Lou Farnt (Katie Brayben) is going nowhere fast, no matter how much she dreams of a better life that she half-believes she can attain, but then again her circumstances are apt to knock those dreams out of her and bring her straight down to earth with a bump. She lives in an English seaside town where she works in an ice cream parlour, but she is also a carer for her mother Maureen (Sarah Ball) who leans heavily on her daughter to the point of bullying her and making her guilty for no good reason. But Lou still has her escape: the self-help gurus who makes careers out of giving advice to the hopeless, which is precisely what she is. At one such seminar, she meets a stranger...
Said stranger being Val Stone (Poppy Roe), who, wouldn't you know it, is another self-help guru, Lou is even bumping into them in daily life now. But Val is something different, for her modus operandi is very radical from the others in her field, as Lou discovers when she seizes the opportunity to break free from her drudgery and accompany her on a road trip that will teach her all that Val knows about building up self-esteem, finding a focus to improve her existence, and murdering anyone who irks her. What? As the title suggests, Val has a unique way of destressing and ensuring that she has no competition in what according to this film is a seriously crowded community: she kills her rivals.
This was obviously made for peanuts, and at around an hour and a quarter of running time (not counting the end credits) it didn't stick around either, yet thanks to a singlemindedness that Val would find admirable director Staten Cousins Roe made his meagre budget count, largely through some very canny location scouting. It did not, thankfully, look like somebody's home movies as despite the lack of funds, the great outdoors came to their rescue and delivered some striking views of the South Coast for the duo to stalk as they began to amass a number of kills, all of whom have some connection to that inspirational speaker and self-actualisation courses work Val despises.
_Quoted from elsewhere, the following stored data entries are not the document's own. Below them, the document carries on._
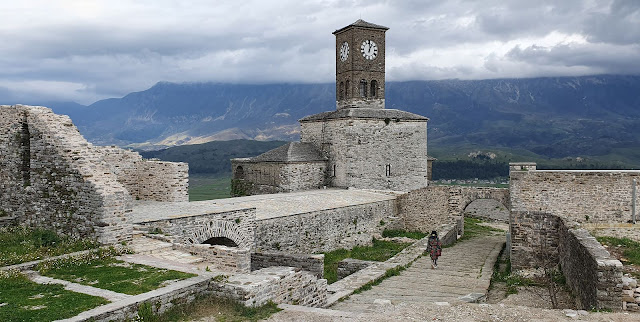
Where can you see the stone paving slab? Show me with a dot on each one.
(79, 288)
(463, 275)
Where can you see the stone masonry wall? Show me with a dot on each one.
(55, 179)
(363, 150)
(579, 195)
(313, 263)
(595, 278)
(148, 179)
(325, 230)
(237, 225)
(542, 240)
(276, 177)
(427, 208)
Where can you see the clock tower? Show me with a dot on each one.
(360, 49)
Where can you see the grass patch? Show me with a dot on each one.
(203, 187)
(209, 306)
(105, 272)
(401, 233)
(28, 301)
(20, 244)
(630, 248)
(380, 251)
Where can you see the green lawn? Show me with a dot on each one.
(24, 300)
(111, 274)
(204, 187)
(380, 251)
(20, 244)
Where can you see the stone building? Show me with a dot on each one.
(362, 144)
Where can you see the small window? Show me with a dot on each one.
(347, 89)
(363, 88)
(239, 173)
(374, 88)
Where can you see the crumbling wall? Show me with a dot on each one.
(53, 178)
(604, 196)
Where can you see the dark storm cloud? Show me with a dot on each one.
(87, 50)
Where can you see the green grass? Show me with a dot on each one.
(28, 301)
(380, 251)
(631, 248)
(208, 306)
(20, 245)
(203, 187)
(111, 274)
(402, 233)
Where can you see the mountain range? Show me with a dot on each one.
(551, 117)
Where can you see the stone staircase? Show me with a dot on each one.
(463, 274)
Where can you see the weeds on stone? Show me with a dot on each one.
(221, 309)
(21, 244)
(380, 251)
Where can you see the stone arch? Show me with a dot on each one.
(220, 228)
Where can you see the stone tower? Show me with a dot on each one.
(360, 55)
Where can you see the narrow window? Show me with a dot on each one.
(363, 88)
(374, 88)
(347, 89)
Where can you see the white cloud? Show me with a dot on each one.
(87, 50)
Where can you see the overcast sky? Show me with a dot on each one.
(87, 50)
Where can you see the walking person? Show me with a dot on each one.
(434, 248)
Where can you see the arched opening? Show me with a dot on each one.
(223, 241)
(374, 89)
(363, 88)
(239, 174)
(489, 209)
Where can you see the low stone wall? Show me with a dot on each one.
(540, 240)
(349, 266)
(237, 225)
(229, 259)
(596, 196)
(326, 230)
(429, 207)
(595, 278)
(278, 284)
(313, 263)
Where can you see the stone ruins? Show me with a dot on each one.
(356, 171)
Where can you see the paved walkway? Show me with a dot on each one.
(463, 274)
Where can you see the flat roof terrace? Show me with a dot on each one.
(267, 206)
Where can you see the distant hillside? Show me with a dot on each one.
(213, 157)
(547, 117)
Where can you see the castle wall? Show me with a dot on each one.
(543, 240)
(325, 230)
(430, 207)
(579, 195)
(275, 177)
(52, 177)
(363, 152)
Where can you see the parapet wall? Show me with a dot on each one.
(579, 195)
(542, 240)
(427, 208)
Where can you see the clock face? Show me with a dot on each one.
(344, 51)
(369, 49)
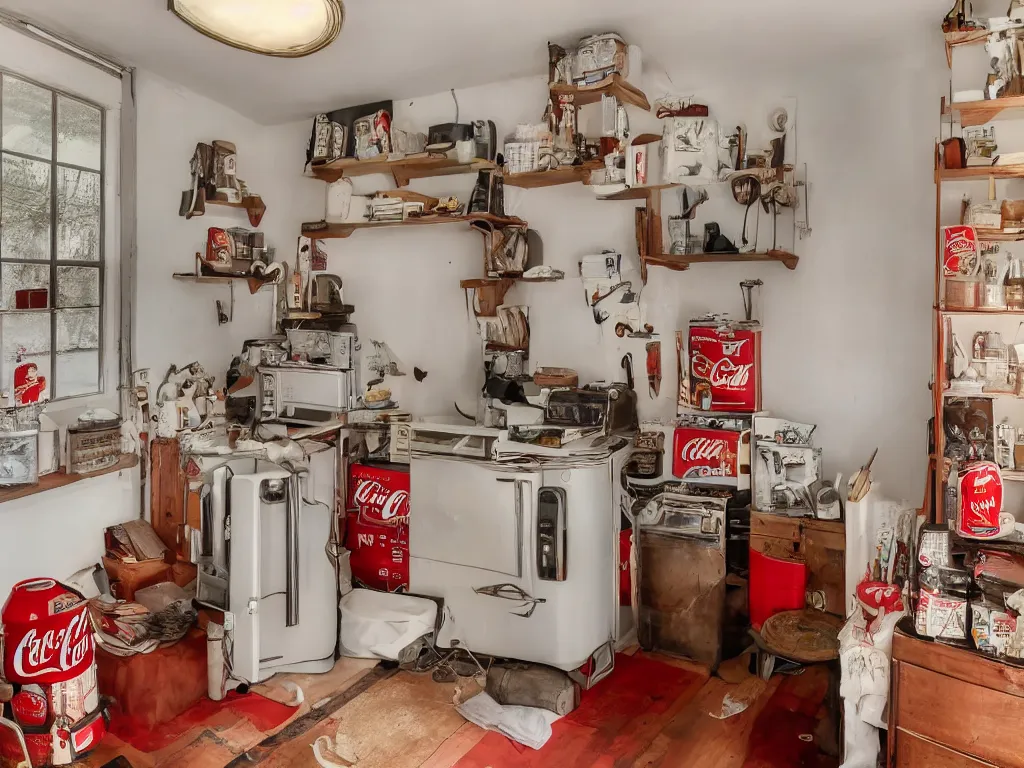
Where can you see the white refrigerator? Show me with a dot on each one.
(524, 557)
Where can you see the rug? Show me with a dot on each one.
(615, 720)
(262, 713)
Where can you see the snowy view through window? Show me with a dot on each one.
(50, 237)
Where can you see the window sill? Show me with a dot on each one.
(60, 478)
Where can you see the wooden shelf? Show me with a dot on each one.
(639, 193)
(60, 478)
(976, 174)
(979, 310)
(567, 175)
(979, 113)
(972, 37)
(404, 169)
(344, 230)
(255, 284)
(613, 85)
(680, 262)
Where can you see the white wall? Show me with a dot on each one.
(176, 321)
(847, 340)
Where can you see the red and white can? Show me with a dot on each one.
(377, 526)
(48, 650)
(725, 369)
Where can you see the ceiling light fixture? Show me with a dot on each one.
(273, 28)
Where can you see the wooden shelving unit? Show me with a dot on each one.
(681, 262)
(972, 37)
(402, 170)
(979, 113)
(61, 477)
(344, 230)
(614, 85)
(538, 179)
(639, 193)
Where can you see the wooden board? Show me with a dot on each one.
(344, 230)
(958, 664)
(167, 483)
(60, 478)
(977, 721)
(914, 752)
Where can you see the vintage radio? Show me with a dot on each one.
(324, 347)
(613, 408)
(724, 366)
(93, 446)
(304, 394)
(979, 508)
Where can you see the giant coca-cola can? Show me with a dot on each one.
(725, 368)
(49, 654)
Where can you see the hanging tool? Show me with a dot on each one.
(628, 298)
(860, 483)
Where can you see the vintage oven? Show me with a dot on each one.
(272, 573)
(305, 394)
(526, 559)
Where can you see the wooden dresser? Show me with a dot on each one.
(953, 709)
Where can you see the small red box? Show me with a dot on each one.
(32, 298)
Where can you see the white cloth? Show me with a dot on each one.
(527, 725)
(379, 625)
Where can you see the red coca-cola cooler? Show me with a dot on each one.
(377, 525)
(724, 367)
(48, 653)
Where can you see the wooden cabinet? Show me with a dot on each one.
(953, 709)
(819, 544)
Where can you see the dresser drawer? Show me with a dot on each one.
(913, 752)
(979, 722)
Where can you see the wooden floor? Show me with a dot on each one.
(394, 719)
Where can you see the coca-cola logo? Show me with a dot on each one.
(724, 373)
(55, 650)
(389, 505)
(702, 449)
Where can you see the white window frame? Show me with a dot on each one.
(35, 60)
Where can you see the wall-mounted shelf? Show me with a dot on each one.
(971, 37)
(255, 284)
(979, 113)
(567, 175)
(344, 230)
(681, 262)
(980, 310)
(252, 205)
(402, 170)
(982, 173)
(614, 85)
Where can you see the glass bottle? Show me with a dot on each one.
(1013, 284)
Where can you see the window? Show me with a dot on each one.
(51, 240)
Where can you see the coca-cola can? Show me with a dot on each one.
(725, 369)
(706, 454)
(47, 638)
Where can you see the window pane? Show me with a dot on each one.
(78, 351)
(78, 286)
(79, 133)
(27, 336)
(25, 209)
(78, 215)
(25, 287)
(27, 118)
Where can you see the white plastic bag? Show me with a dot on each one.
(379, 625)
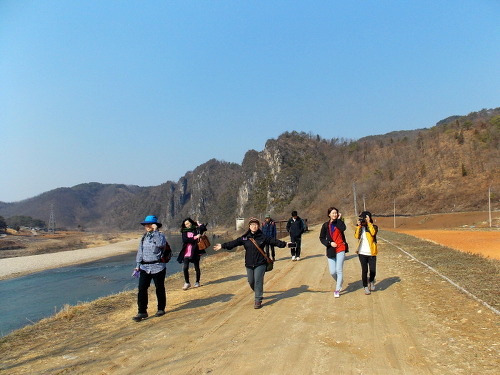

Or rather, she despises in everyone but herself, as her solution to possibly allowing her advice to be lost in a sea of similarly-minded voices is to make sure hers is that loudest voice, as it will be if there are no others around when she has executed them. This could have been some kind of satire on modern British life (Ben Wheatley's Sightseers was a film that cropped up again and again as a comparison point) or even some savage takedown of the business acumen that allows companies to crush their competitors regardless of the ethics, but nope, it appeared Cousins Roe really did have a massive grudge against self-help gurus. If anyone was getting something out of their system, it was him, more so even than his two protagonists, as he you could envisage him rubbing his hands together with glee at the death of yet another snake oil salesman.
If there was an issue with this, aside from the whole killing people being wrong even if they are opportunistic charlatans, it was that Lou and Val started from one place with strongly defined personalities yet never really changed from those opening stages, they refused to consider the barbarity of their actions as the writer and director's self-righteous crusade soldiered on. He did manage to pack in a variety of these targets to a relatively scanty amount of plot, just so the audience knew what to look out for, but he risked implausibility even for something billed as a horror comedy. On the other hand, he did concoct ambiguities that offered his work a curiously dreamlike, if not quite nightmarish, texture, leaving you wondering if Lou and Val may be closer than it might appear, or indeed if any of this wish-fulfilment is actually happening anywhere outside of Lou's mind. Cousins Roe did not allow this to dominate, so we were in no doubt he was in control, a more thematically daring (and oddball) effort than Wheatley's simple grumpiness. Music by Laurence Love Greed.